Over the last few weeks and months, this paper has printed numerous commentaries, letters and editorials encouraging public officials and health care leaders to address costs and universal coverage, consider single-payer options and ponder the value of an insurance mandate to protect the individual marketplace.
I recently authored a commentary supporting a discussion of any and all ideas, including a mandate, as possible remedies to the crisis of unmanageable premiums and deductibles for the uninsured (“Why we should start talking about a state mandate,” Dec. 28).
Follow-up letters and social-media responses have made it plentifully clear that the concept of any kind of “mandate” is a lightning rod for folks from all political persuasions. I now believe the word “mandate” is misleading as applied to the kind of incentives and supports I envision for individuals seeking insurance.
With Obamacare (the Affordable Care Act, or ACA) kicking in over the last few years, much has been learned. One unfortunate consequence included the dramatic undermining of the individual marketplace with premium increases greater than 50 percent in a single year. Promises such as “you can keep your doctor and enjoy reduced premiums” were nothing more than political noise.
As a family doctor in the trenches, it pained me to watch Obamacare casually promote the corporatization of medical care, fracture millions of trust-based patient-doctor relationships, and compromise independent practices through mergers, acquisitions and empire-building.
An especially thorny problem within the ACA was a mandate — ill-advised from the start — that called for comprehensive Cadillac plans for all (heavy-laden with presumed essential benefits and heedless of affordability) and that included a financial penalty for people not buying what government bureaucrats decided they needed.
When Obamacare unveiled its mandate to force citizens to buy something they neither wanted nor could afford, a decadelong battle erupted, culminating recently in the mandate’s demise. For many, the mandate was seen as a dismaying infringement on personal liberties. I agree. The law presumed to tell millions of Americans who didn’t have insurance that they would buy the “qualified plan” or pay the consequence.
It’s clear a mandate is no panacea. The very word agitates many folks, and it’s time for the conversation to pivot — toward providing the 200,000 Minnesotans lacking insurance with choices and incentives to buy a reasonably priced critical-care package.

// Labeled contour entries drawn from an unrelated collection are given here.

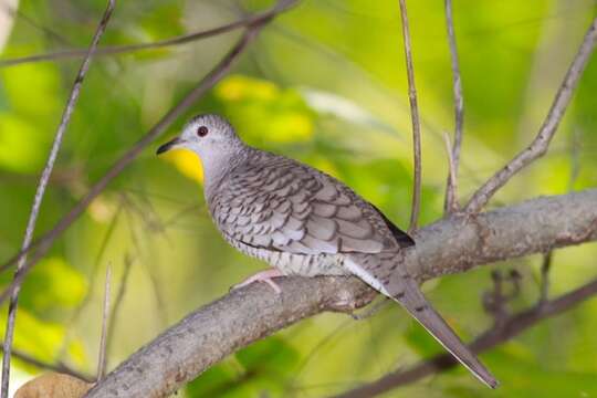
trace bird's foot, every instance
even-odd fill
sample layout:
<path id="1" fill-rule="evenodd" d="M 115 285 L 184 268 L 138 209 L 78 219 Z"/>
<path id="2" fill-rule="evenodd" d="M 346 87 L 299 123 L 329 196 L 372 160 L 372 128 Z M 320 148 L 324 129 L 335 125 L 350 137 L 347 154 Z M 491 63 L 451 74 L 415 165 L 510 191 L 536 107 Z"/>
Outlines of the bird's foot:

Incentives might include state deductibility of insurance premiums (employer premiums are not taxed, so why should individually paid premiums be taxed?), an increase in Health Savings Account contribution limits and the capping of out-of-pocket medical expenses at 10 percent of adjusted gross income. Such steps could make it easier for many to obtain insurance.

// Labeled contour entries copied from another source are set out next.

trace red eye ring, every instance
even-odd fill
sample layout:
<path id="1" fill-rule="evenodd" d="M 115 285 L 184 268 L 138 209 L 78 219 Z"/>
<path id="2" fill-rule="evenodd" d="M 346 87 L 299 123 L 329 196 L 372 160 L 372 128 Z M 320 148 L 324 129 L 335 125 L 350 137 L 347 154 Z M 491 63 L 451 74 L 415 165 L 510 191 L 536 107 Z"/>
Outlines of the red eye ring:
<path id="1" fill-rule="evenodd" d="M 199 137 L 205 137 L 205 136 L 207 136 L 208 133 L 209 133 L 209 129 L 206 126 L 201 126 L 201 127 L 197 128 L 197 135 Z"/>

For those still unable to buy or maintain insurance, the consequence might be nothing more than allowing insurance companies the option of delaying coverage for six months when there has been a gap in coverage. This would prevent “gaming” the system — waiting to purchase insurance until after a crisis has developed, like buying flood insurance when the river is at your doorstep.
The removal of the Obamacare fine for not buying a “qualified plan” has created an opportunity for states to craft their own solutions regarding cost, quality and access. Minnesota has led before with innovative ideas such as a special insurance pool for high-cost patients, safety-net facilities for the indigent, and MinnesotaCare for those not quite eligible for medical assistance — and we can lead again.

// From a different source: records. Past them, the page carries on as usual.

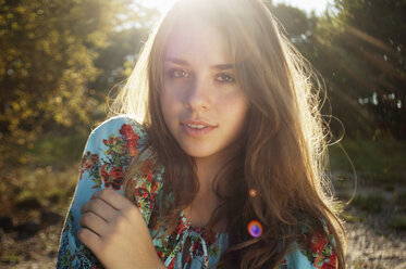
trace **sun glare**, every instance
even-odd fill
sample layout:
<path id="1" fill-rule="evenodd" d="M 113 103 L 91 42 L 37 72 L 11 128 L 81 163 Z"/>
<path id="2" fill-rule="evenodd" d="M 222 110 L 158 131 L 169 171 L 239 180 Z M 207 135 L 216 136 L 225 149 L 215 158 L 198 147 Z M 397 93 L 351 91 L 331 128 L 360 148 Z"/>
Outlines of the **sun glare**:
<path id="1" fill-rule="evenodd" d="M 143 4 L 148 8 L 157 8 L 160 12 L 167 12 L 176 0 L 142 0 Z M 285 3 L 316 14 L 324 12 L 327 4 L 332 0 L 273 0 L 274 4 Z"/>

Key ingredients of a good solution should include: (1) providing basic coverage for critical care for every Minnesotan, including mental health coverage, (2) protecting the individual right to choose what to buy, and (3) preserving the right of all people to champion their own care.
Tasks demanding immediate attention include the need to require price transparency, address exorbitant pharmaceutical costs, seek full disclosure of health care profits and administrative fees, analyze executive salary schedules for health care systems and insurance carriers, reduce low-value services ordered by doctors and hospitals, expand the benefits of advance directives, recognize the impending shortage of primary-care physicians, discuss the impact of malpractice concerns as a cost driver, and aggressively support initiatives to reduce opiate addiction.
If we’re not able to get a handle on the price tag of health care, concerns such as roads and bridges, education, worker shortages, social supports, and many other needs will not receive the attention they deserve.
Cost is the elephant in the room, and nothing should distract us from the challenging task of bending the health care cost-curve down. Americans are now heavily engaged in the health care dialogue, and it’s time for legislators to brainstorm with constituents at town hall meetings and on the campaign trail. We should be willing to discuss any and all ideas.
Scott Jensen, R-Chaska, is a member of the Minnesota Senate.